File spoon-archives/heidegger.archive/heidegger_1998/heidegger.9805, message 108


Date: Sat, 16 May 1998 21:13:23 +0100
Subject: Clarity


Daniel writes:
" Jim writes,

>To be perfectly frank, I don't understand many of these comments. Take
>just one example:

>i say that a "thing" is very rigidly "defined."
>i can bring about evidence to support it.
>i can validate it.
>it is self-consistent.
>it is calculated.

Point taken Jim.  But ...

>C'mon, man. Take a "medium-sized dry good," like a chair. Is it rigidly
>defined? What's it mean: that you can bring evidence to support a chair,
>that you can validate a chair, that a chair is self-consistent, that a
>chair is calculated? Is this meant as some kind of endorsement of what
>another participant called "foundationalist" thinking?

Surely this is just a case of confusing facts for things.   I thought your
reference to 'medium-sized dry good' was a reference to Austin.   And
thus Austin's distinction between facts and objects, in that while you can
tripover carpets, and spill coffee on tables, you cannot trip over facts or
spill your coffee on them.   Is this because facts are propositions?
And that would be why it is nonsense to talk about validating chairs or
confirming them or looking for things to be self-consistent, or rigidly
defining things.     For these are only things you do with language.   They
are inappropriately applied, but have nothing to do or say about
metaphysical thought, or foundationalist thinking.  I am taking your word
for it that that is what some people said."

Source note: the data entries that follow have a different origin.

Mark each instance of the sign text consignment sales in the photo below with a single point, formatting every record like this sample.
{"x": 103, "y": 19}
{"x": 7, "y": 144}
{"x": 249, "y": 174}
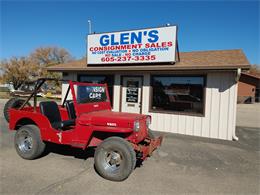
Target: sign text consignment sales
{"x": 136, "y": 46}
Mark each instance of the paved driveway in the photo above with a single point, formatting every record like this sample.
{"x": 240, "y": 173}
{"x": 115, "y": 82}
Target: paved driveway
{"x": 183, "y": 164}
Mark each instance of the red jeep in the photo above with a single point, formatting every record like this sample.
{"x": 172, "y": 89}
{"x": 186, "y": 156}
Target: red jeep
{"x": 86, "y": 120}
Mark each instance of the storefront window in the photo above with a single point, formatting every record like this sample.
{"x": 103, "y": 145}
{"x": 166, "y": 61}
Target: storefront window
{"x": 178, "y": 93}
{"x": 100, "y": 79}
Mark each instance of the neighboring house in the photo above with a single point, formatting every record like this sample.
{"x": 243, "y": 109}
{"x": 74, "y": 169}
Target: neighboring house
{"x": 248, "y": 88}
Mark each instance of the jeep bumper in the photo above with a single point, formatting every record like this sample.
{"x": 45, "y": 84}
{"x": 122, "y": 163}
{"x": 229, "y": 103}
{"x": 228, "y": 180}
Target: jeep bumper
{"x": 147, "y": 146}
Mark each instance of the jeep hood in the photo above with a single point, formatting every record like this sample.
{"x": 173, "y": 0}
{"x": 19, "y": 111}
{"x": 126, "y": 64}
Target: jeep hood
{"x": 109, "y": 118}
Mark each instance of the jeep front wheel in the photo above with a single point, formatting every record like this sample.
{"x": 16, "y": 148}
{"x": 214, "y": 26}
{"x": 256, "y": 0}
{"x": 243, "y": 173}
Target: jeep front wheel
{"x": 28, "y": 143}
{"x": 115, "y": 159}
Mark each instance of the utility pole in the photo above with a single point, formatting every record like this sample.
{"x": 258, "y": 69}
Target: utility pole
{"x": 89, "y": 27}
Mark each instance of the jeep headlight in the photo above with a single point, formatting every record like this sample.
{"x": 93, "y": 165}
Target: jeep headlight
{"x": 136, "y": 126}
{"x": 148, "y": 121}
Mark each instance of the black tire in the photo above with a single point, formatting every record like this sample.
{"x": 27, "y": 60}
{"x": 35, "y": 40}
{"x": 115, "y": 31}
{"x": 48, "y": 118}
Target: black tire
{"x": 12, "y": 103}
{"x": 151, "y": 134}
{"x": 28, "y": 143}
{"x": 121, "y": 157}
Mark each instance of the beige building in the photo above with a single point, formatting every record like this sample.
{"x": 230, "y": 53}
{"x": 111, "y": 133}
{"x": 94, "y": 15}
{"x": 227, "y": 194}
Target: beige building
{"x": 195, "y": 96}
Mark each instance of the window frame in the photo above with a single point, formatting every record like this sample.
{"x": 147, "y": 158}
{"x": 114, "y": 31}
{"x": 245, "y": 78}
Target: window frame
{"x": 151, "y": 110}
{"x": 100, "y": 75}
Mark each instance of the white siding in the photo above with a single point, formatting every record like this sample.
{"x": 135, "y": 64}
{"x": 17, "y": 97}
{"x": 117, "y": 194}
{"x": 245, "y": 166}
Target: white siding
{"x": 220, "y": 107}
{"x": 220, "y": 110}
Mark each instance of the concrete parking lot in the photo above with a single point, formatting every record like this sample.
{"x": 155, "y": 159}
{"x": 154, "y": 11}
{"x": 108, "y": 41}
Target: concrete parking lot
{"x": 183, "y": 165}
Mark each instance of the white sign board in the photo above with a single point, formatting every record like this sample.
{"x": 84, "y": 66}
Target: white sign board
{"x": 152, "y": 45}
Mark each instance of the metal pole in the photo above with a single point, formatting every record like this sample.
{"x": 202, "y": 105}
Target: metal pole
{"x": 89, "y": 27}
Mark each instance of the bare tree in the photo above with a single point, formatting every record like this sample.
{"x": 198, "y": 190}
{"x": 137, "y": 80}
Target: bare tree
{"x": 49, "y": 56}
{"x": 17, "y": 70}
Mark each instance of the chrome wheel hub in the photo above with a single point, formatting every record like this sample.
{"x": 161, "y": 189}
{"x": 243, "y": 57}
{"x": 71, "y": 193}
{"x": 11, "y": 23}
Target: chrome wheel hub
{"x": 25, "y": 142}
{"x": 112, "y": 161}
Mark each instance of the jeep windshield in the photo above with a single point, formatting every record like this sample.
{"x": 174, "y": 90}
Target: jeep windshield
{"x": 91, "y": 94}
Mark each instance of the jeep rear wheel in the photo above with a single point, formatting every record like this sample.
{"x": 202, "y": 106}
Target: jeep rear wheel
{"x": 13, "y": 103}
{"x": 28, "y": 143}
{"x": 115, "y": 159}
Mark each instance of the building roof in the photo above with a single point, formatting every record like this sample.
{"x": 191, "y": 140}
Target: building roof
{"x": 197, "y": 60}
{"x": 251, "y": 75}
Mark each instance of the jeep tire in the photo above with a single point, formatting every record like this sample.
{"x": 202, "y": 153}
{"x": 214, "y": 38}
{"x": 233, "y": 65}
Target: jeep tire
{"x": 12, "y": 103}
{"x": 28, "y": 143}
{"x": 115, "y": 159}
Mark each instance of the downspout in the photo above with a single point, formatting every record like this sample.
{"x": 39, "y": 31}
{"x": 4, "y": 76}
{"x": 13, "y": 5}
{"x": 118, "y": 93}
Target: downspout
{"x": 238, "y": 74}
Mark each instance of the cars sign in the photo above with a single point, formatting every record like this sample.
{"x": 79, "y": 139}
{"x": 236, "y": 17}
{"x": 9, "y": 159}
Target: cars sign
{"x": 153, "y": 45}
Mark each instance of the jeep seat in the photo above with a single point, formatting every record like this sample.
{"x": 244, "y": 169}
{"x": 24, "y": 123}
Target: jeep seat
{"x": 51, "y": 110}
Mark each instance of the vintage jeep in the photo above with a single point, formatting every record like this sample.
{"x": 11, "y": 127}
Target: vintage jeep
{"x": 87, "y": 120}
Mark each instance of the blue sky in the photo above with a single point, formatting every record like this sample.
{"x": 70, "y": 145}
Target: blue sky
{"x": 203, "y": 25}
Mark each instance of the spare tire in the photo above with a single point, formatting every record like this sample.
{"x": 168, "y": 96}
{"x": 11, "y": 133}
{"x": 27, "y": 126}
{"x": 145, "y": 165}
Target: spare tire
{"x": 13, "y": 103}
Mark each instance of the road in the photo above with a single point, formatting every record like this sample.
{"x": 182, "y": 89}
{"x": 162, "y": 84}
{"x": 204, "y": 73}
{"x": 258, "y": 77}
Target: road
{"x": 184, "y": 164}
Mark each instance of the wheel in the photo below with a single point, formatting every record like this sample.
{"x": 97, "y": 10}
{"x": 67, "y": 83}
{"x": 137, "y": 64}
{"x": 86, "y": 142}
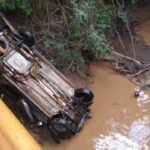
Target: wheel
{"x": 28, "y": 37}
{"x": 2, "y": 25}
{"x": 84, "y": 96}
{"x": 59, "y": 127}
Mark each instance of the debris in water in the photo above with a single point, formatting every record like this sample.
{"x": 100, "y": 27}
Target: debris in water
{"x": 142, "y": 97}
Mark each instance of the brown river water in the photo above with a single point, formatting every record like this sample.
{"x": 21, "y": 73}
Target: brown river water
{"x": 119, "y": 120}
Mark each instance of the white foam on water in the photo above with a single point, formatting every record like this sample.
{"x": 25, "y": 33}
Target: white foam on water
{"x": 137, "y": 137}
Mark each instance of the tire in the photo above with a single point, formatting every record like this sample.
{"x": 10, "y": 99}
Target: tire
{"x": 28, "y": 37}
{"x": 84, "y": 96}
{"x": 2, "y": 25}
{"x": 59, "y": 127}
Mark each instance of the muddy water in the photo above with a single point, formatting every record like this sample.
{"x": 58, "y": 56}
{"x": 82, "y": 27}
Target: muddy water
{"x": 120, "y": 121}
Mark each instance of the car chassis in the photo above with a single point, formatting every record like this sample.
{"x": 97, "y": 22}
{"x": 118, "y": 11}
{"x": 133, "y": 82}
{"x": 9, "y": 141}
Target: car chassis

Actually, Daniel, I borrowed the expression from Quine's W&O. In any
case, it was not to Austin's point that I was referring. My point was
simply that many of the participants in this conversation are submitting
formulations of a Heideggerian veneer, but which are under their
surface, formulations of views which H himself denied, and from which
H was trying to ween contemporary philosophical apprentices.

For example, the QUOTES I used above (so you may take my word
for it) -- from whom I took them I had no idea at the time, but I DO
now -- suggested the following view, that is, once I broke through all
the concealment, namely:
the proper characterization of our everyday encounter with so-called
'things' (even with codasein!), qua 'encounters with', is that although
they are, zunachst und zumeist, epistemologically problematic, their
'existence' (not in H's sense, of course) can be proven, validated, what
have you; and our epistemological practices of proof, validation, what
have you, confer upon them an 'existence' which is 'separate' from
Dasein.

This is a view which H criticized in numerous places. However, the
usage of language on which the view was predicated gave it a
Heideggerian gloss, albeit obscure.

This kind of language usage, namely, vague formulations which
seemingly communicate one position, but actually communicate an
endorsement of the position's denial,  is, I feel, EXTREMELY
dangerous and morally blameworthy! I needn't cite what factions of
current -- and past -- societies deploy such language usage.

H's views in SuZ are formulated in what some might consider 'wildly
poetic terms', many born from what seem to be H's translations of
Aristotelian terms. Be that as it may, they are not as vague as some of
the formulations here.

Perhaps, my problem is that I see with an unaided eye. But if the
Emperor has no clothes, he has no clothes.